Sunday, October 24, 2010

Key macro numbers : Slight slowdown in Polish retail sales


We are looking for Polish retail sales growth to have slowed moderately to 5.1% y/y in September from 6.6% y/y in August. Overall, the outlook for Polish private consumption is relatively bright given the continued improvement in the labour market situation in Poland and a generally robust recovery. That said, real wage growth is rather weak, which over the longer term could contain retail sales a bit. The relatively moderate growth in real wages is also the key reason we expect a slight slowdown in retail sales in September. Also out next week are Polish unemployment numbers for September. We expect a seasonal rise in unemployment to 11.4% in September from 11.3% in August.

However, the longer trend is for lower unemployment in Poland. We expect Polish unemployment to drop to 10.7% by the end of next year.

South African inflation eases further
South African inflation continues to ease. We expect inflation in September to fall further to 3.2% y/y from 3.5% y/y and slightly more than the consensus expectation of 3.5% y/y. Looking ahead, we expect inflation to hover below 3.5% for the rest of the year before it starts picking up towards Q2 11, although it should stay within the inflation target range for the whole of 2011.
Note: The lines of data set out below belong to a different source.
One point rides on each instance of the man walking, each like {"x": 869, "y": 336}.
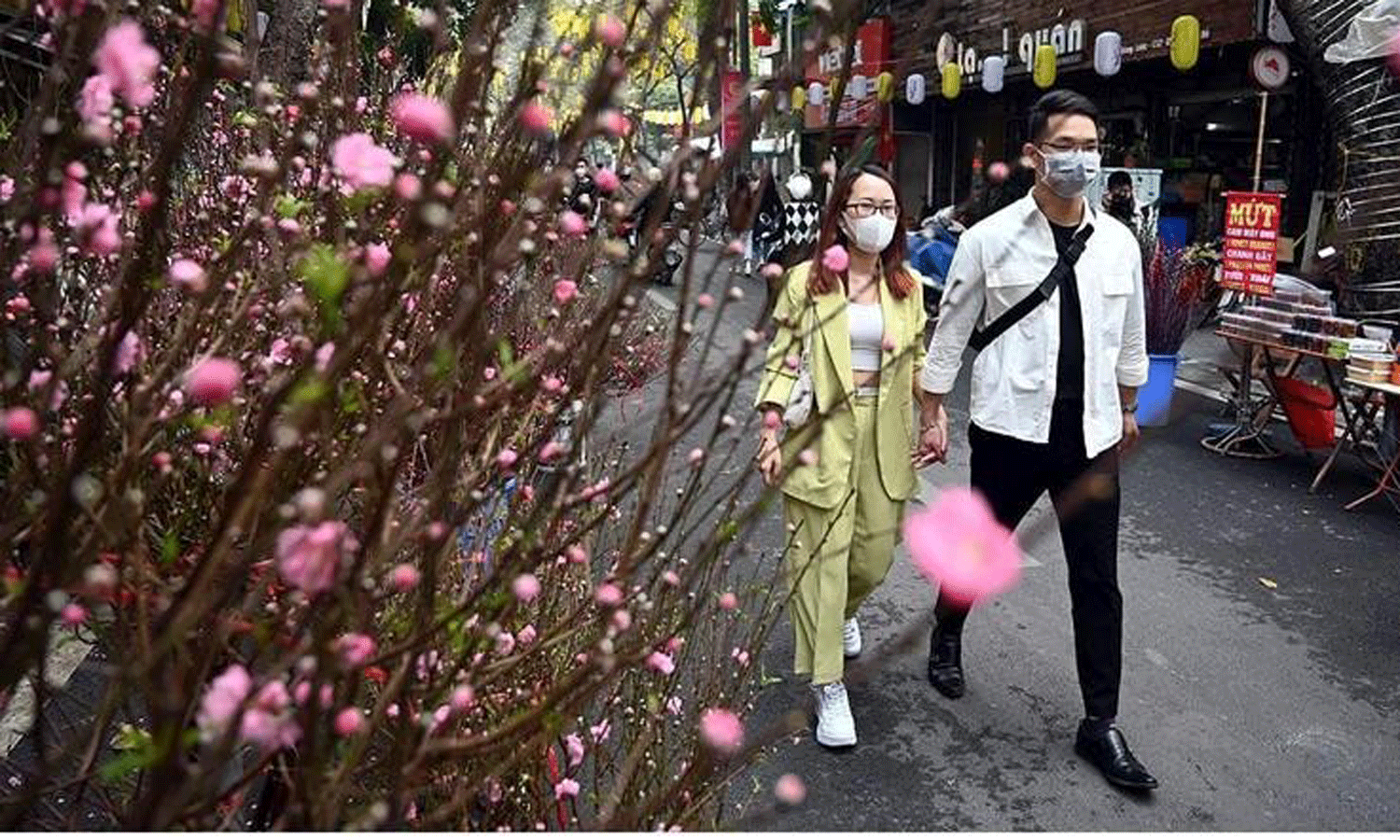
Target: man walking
{"x": 1057, "y": 288}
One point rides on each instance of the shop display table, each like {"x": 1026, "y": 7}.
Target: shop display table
{"x": 1248, "y": 437}
{"x": 1389, "y": 483}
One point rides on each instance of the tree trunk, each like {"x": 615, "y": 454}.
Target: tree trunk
{"x": 1363, "y": 100}
{"x": 286, "y": 53}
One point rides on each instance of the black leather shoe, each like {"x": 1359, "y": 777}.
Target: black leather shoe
{"x": 945, "y": 664}
{"x": 1109, "y": 752}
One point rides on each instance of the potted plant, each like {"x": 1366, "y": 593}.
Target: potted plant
{"x": 1172, "y": 291}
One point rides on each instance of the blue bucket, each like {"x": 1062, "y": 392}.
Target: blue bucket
{"x": 1155, "y": 398}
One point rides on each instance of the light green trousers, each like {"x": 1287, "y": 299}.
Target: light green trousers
{"x": 836, "y": 557}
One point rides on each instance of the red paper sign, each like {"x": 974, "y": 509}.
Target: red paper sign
{"x": 1251, "y": 257}
{"x": 870, "y": 58}
{"x": 731, "y": 95}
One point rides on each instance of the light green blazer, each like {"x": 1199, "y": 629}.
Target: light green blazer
{"x": 826, "y": 482}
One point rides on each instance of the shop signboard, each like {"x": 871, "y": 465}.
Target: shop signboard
{"x": 731, "y": 94}
{"x": 870, "y": 58}
{"x": 1251, "y": 254}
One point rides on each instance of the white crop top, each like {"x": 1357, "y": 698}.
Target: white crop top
{"x": 867, "y": 336}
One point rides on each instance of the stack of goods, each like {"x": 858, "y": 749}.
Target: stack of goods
{"x": 1371, "y": 361}
{"x": 1298, "y": 319}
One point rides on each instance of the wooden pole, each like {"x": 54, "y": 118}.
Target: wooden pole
{"x": 1259, "y": 142}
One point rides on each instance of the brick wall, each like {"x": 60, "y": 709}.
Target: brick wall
{"x": 988, "y": 25}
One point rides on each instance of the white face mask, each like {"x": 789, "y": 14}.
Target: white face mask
{"x": 871, "y": 235}
{"x": 1069, "y": 174}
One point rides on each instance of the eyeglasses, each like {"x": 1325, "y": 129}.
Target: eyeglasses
{"x": 867, "y": 209}
{"x": 1092, "y": 146}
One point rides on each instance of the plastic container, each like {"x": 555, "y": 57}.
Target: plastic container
{"x": 1155, "y": 398}
{"x": 1312, "y": 413}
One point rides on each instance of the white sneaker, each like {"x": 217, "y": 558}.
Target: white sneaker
{"x": 834, "y": 725}
{"x": 851, "y": 643}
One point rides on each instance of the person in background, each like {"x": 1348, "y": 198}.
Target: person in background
{"x": 767, "y": 224}
{"x": 741, "y": 210}
{"x": 801, "y": 217}
{"x": 1053, "y": 399}
{"x": 845, "y": 492}
{"x": 1120, "y": 199}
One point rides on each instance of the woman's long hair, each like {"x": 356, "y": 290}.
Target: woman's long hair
{"x": 823, "y": 280}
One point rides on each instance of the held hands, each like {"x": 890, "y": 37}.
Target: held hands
{"x": 770, "y": 458}
{"x": 932, "y": 437}
{"x": 1130, "y": 433}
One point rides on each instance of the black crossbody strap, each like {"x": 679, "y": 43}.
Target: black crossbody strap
{"x": 1061, "y": 271}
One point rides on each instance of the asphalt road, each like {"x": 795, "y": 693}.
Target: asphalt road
{"x": 1257, "y": 707}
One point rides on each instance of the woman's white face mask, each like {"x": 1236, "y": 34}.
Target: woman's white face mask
{"x": 870, "y": 235}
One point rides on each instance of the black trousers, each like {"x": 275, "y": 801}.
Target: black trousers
{"x": 1085, "y": 493}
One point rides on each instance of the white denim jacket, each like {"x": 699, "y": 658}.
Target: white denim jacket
{"x": 1004, "y": 259}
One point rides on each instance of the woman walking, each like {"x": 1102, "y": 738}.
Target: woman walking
{"x": 843, "y": 492}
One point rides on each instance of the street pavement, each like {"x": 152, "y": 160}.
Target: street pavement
{"x": 1262, "y": 664}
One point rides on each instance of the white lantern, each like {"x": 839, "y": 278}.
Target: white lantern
{"x": 915, "y": 89}
{"x": 1108, "y": 53}
{"x": 993, "y": 75}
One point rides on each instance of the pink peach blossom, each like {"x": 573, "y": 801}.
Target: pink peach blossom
{"x": 403, "y": 577}
{"x": 462, "y": 697}
{"x": 361, "y": 162}
{"x": 571, "y": 224}
{"x": 269, "y": 721}
{"x": 610, "y": 31}
{"x": 615, "y": 123}
{"x": 607, "y": 181}
{"x": 790, "y": 790}
{"x": 959, "y": 545}
{"x": 73, "y": 613}
{"x": 349, "y": 721}
{"x": 377, "y": 258}
{"x": 128, "y": 63}
{"x": 20, "y": 423}
{"x": 836, "y": 259}
{"x": 565, "y": 291}
{"x": 537, "y": 117}
{"x": 661, "y": 663}
{"x": 310, "y": 556}
{"x": 213, "y": 381}
{"x": 423, "y": 118}
{"x": 574, "y": 747}
{"x": 721, "y": 731}
{"x": 525, "y": 587}
{"x": 221, "y": 702}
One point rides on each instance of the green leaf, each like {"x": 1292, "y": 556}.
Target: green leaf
{"x": 122, "y": 766}
{"x": 324, "y": 273}
{"x": 310, "y": 392}
{"x": 288, "y": 206}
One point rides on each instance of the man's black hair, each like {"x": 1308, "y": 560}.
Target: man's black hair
{"x": 1055, "y": 104}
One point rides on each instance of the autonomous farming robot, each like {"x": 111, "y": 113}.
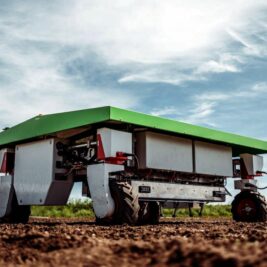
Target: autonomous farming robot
{"x": 130, "y": 164}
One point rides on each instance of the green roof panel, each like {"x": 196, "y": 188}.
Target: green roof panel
{"x": 52, "y": 123}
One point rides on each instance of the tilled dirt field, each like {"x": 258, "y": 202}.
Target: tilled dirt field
{"x": 174, "y": 242}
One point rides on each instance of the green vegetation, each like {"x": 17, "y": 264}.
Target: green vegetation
{"x": 79, "y": 208}
{"x": 75, "y": 208}
{"x": 208, "y": 211}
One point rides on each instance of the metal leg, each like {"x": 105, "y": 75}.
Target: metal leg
{"x": 175, "y": 210}
{"x": 190, "y": 205}
{"x": 201, "y": 209}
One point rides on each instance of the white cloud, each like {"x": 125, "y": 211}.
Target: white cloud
{"x": 173, "y": 42}
{"x": 260, "y": 87}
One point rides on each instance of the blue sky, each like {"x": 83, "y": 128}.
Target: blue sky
{"x": 203, "y": 62}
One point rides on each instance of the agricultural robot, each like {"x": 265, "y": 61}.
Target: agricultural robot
{"x": 130, "y": 165}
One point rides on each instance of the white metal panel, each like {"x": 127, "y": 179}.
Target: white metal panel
{"x": 181, "y": 192}
{"x": 34, "y": 171}
{"x": 253, "y": 163}
{"x": 115, "y": 141}
{"x": 6, "y": 193}
{"x": 213, "y": 159}
{"x": 98, "y": 181}
{"x": 164, "y": 152}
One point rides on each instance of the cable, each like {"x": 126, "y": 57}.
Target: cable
{"x": 259, "y": 188}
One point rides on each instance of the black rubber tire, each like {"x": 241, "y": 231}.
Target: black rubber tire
{"x": 249, "y": 206}
{"x": 126, "y": 205}
{"x": 19, "y": 214}
{"x": 149, "y": 212}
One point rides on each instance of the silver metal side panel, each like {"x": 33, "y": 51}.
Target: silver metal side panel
{"x": 179, "y": 192}
{"x": 6, "y": 193}
{"x": 115, "y": 141}
{"x": 253, "y": 163}
{"x": 213, "y": 159}
{"x": 98, "y": 181}
{"x": 164, "y": 152}
{"x": 34, "y": 178}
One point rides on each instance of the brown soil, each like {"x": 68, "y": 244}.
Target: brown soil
{"x": 174, "y": 242}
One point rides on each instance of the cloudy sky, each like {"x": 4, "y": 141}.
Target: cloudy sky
{"x": 203, "y": 62}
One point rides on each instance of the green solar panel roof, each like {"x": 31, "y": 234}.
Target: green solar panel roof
{"x": 49, "y": 124}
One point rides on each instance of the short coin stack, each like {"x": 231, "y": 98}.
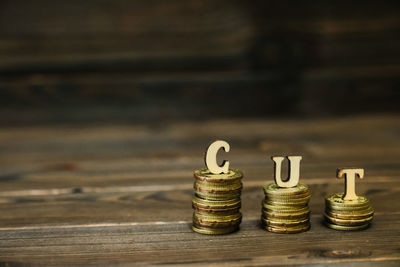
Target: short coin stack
{"x": 285, "y": 210}
{"x": 216, "y": 202}
{"x": 347, "y": 215}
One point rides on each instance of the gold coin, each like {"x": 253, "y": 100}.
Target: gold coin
{"x": 288, "y": 230}
{"x": 290, "y": 203}
{"x": 288, "y": 197}
{"x": 216, "y": 224}
{"x": 224, "y": 196}
{"x": 347, "y": 228}
{"x": 347, "y": 209}
{"x": 284, "y": 223}
{"x": 336, "y": 200}
{"x": 217, "y": 218}
{"x": 228, "y": 183}
{"x": 199, "y": 203}
{"x": 284, "y": 209}
{"x": 348, "y": 222}
{"x": 217, "y": 211}
{"x": 350, "y": 214}
{"x": 216, "y": 203}
{"x": 217, "y": 189}
{"x": 275, "y": 189}
{"x": 286, "y": 216}
{"x": 213, "y": 221}
{"x": 206, "y": 175}
{"x": 211, "y": 231}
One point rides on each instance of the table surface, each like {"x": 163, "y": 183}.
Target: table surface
{"x": 121, "y": 194}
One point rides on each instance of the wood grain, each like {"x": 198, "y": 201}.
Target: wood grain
{"x": 121, "y": 193}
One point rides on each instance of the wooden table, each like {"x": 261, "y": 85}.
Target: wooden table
{"x": 121, "y": 194}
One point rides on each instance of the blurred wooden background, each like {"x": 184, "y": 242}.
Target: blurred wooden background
{"x": 101, "y": 60}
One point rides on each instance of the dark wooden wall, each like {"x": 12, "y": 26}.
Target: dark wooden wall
{"x": 172, "y": 59}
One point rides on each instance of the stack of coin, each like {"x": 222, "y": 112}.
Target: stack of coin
{"x": 285, "y": 210}
{"x": 347, "y": 215}
{"x": 216, "y": 202}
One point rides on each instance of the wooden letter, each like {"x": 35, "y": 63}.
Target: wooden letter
{"x": 294, "y": 171}
{"x": 350, "y": 184}
{"x": 211, "y": 157}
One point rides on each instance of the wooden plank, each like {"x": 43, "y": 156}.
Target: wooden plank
{"x": 177, "y": 244}
{"x": 121, "y": 194}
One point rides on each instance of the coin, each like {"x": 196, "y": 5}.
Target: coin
{"x": 286, "y": 216}
{"x": 212, "y": 231}
{"x": 217, "y": 189}
{"x": 347, "y": 228}
{"x": 350, "y": 214}
{"x": 336, "y": 201}
{"x": 281, "y": 191}
{"x": 218, "y": 196}
{"x": 284, "y": 223}
{"x": 206, "y": 175}
{"x": 283, "y": 209}
{"x": 217, "y": 218}
{"x": 288, "y": 230}
{"x": 347, "y": 222}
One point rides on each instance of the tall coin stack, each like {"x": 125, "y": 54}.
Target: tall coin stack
{"x": 285, "y": 210}
{"x": 347, "y": 215}
{"x": 216, "y": 202}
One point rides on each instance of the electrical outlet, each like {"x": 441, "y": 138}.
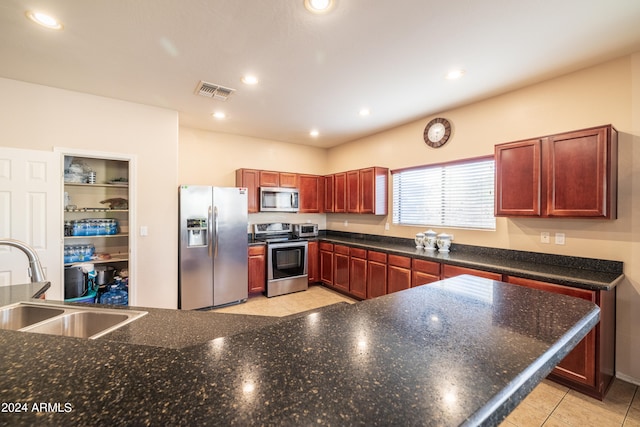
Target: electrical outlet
{"x": 544, "y": 237}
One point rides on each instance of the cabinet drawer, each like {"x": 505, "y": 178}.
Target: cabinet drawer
{"x": 452, "y": 270}
{"x": 341, "y": 249}
{"x": 358, "y": 253}
{"x": 377, "y": 256}
{"x": 324, "y": 246}
{"x": 551, "y": 287}
{"x": 400, "y": 261}
{"x": 257, "y": 250}
{"x": 423, "y": 266}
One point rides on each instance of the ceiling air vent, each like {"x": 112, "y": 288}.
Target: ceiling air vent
{"x": 211, "y": 90}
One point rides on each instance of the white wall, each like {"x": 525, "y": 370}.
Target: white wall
{"x": 41, "y": 118}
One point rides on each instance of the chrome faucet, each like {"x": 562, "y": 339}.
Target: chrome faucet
{"x": 35, "y": 269}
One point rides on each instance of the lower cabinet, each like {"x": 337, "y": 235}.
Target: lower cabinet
{"x": 341, "y": 267}
{"x": 313, "y": 261}
{"x": 326, "y": 263}
{"x": 589, "y": 368}
{"x": 257, "y": 268}
{"x": 358, "y": 272}
{"x": 376, "y": 274}
{"x": 399, "y": 273}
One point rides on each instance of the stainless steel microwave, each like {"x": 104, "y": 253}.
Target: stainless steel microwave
{"x": 279, "y": 199}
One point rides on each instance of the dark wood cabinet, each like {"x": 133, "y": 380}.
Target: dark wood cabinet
{"x": 358, "y": 272}
{"x": 453, "y": 270}
{"x": 376, "y": 274}
{"x": 313, "y": 261}
{"x": 257, "y": 268}
{"x": 353, "y": 192}
{"x": 424, "y": 272}
{"x": 287, "y": 179}
{"x": 518, "y": 178}
{"x": 373, "y": 190}
{"x": 340, "y": 192}
{"x": 311, "y": 193}
{"x": 341, "y": 267}
{"x": 398, "y": 273}
{"x": 590, "y": 366}
{"x": 328, "y": 192}
{"x": 582, "y": 173}
{"x": 250, "y": 178}
{"x": 571, "y": 175}
{"x": 326, "y": 263}
{"x": 269, "y": 179}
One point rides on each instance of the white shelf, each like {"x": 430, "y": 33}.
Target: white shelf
{"x": 82, "y": 184}
{"x": 113, "y": 259}
{"x": 108, "y": 236}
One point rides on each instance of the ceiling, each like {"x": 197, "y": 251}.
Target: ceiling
{"x": 315, "y": 71}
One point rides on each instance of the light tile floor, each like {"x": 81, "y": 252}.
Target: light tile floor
{"x": 553, "y": 405}
{"x": 284, "y": 305}
{"x": 549, "y": 404}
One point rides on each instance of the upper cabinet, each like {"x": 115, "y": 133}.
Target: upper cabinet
{"x": 569, "y": 175}
{"x": 362, "y": 191}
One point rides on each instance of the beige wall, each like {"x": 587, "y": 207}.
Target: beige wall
{"x": 609, "y": 93}
{"x": 41, "y": 118}
{"x": 210, "y": 158}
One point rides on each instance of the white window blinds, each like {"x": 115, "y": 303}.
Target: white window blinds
{"x": 459, "y": 194}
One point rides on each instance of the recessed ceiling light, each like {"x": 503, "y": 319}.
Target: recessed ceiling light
{"x": 455, "y": 74}
{"x": 319, "y": 6}
{"x": 44, "y": 20}
{"x": 250, "y": 80}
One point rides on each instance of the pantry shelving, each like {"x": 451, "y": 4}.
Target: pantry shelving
{"x": 96, "y": 213}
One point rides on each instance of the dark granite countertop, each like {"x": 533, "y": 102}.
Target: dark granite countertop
{"x": 577, "y": 272}
{"x": 462, "y": 351}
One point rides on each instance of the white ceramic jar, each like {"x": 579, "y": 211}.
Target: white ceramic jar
{"x": 444, "y": 242}
{"x": 430, "y": 238}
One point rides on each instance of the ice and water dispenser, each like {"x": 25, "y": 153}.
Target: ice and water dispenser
{"x": 197, "y": 232}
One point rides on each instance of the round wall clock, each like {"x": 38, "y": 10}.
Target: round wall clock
{"x": 437, "y": 132}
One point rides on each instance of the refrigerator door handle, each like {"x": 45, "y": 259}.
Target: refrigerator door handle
{"x": 210, "y": 218}
{"x": 215, "y": 222}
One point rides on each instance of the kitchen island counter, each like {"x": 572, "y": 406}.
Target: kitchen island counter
{"x": 461, "y": 351}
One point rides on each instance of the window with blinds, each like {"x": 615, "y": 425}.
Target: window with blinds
{"x": 459, "y": 194}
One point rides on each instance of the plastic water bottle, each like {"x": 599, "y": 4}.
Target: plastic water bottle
{"x": 115, "y": 295}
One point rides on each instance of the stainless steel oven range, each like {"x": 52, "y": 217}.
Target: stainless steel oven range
{"x": 286, "y": 259}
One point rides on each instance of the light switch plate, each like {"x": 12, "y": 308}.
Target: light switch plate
{"x": 544, "y": 237}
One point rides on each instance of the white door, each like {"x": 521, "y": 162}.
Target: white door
{"x": 30, "y": 211}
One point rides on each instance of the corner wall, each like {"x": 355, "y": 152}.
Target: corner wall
{"x": 41, "y": 118}
{"x": 608, "y": 93}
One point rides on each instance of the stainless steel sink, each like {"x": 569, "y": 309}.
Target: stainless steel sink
{"x": 20, "y": 316}
{"x": 65, "y": 320}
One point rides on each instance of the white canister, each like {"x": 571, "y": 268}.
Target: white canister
{"x": 444, "y": 242}
{"x": 430, "y": 238}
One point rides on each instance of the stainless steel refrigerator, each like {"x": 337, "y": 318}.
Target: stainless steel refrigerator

Lithuanian GDP growth accelerates
The Lithuanian statistical office will announced the flash estimate for Lithuania GDP next week. In general, we expect to see an acceleration of GDP growth to 1.9% y/y in Q3 10 from 1.3% y/y in Q2 10. The main uncertainties are associated with agricultural activities.

Agriculture has greater weight in GDP in Q3 on average than in other quarters, so the results of this sector are very important. Industrial recovery is gaining momentum but is still not sustainable; thus based only on industrial activities and retail trade, GDP growth in Q3 10 could be lower than we expect. However, major agricultural producers in Lithuania argue that despite the reduction in harvest this year due to poor weather
conditions, all of them were compensated by substantial increases in agricultural output prices. In summary, we can say that risk for our forecast is balanced.


Fixed income market update
Review: QE2 still is the main driver
The overall theme for global fixed income markets remains the outlook for monetary policy in the US and particularly to what extent the Federal Reserve will step up its quantitative easing of monetary policy. This undoubtedly is a massive force in keeping global bond yields down and that is also the case across the EMEA region, where the local fixed income markets continue to benefit from the “low-for-longer” environment.

That said, we are getting to a situation where this is more or less fully priced into the markets and for some countries we are clearly getting to a situation in which one could begin to question how much further this rally could go – for example South Africa and Turkey, but for other – particularly Poland – we see more room for yields to drop.

Review: Rate decisions take centre stage
On top of the EMEA agenda next week will undoubtedly be the rate decisions in Poland and Hungary. While the rate decision in Hungary is likely to be relatively “boring” there is a lot more at stake for the markets when the Polish central bank announces its rate decision on Wednesday. Hence, some analysts still continue to believe that the Polish central bank (NBP) will hike its key policy rate next week and the market is still priced
for the initiation of a monetary policy tightening cycle over the coming three months.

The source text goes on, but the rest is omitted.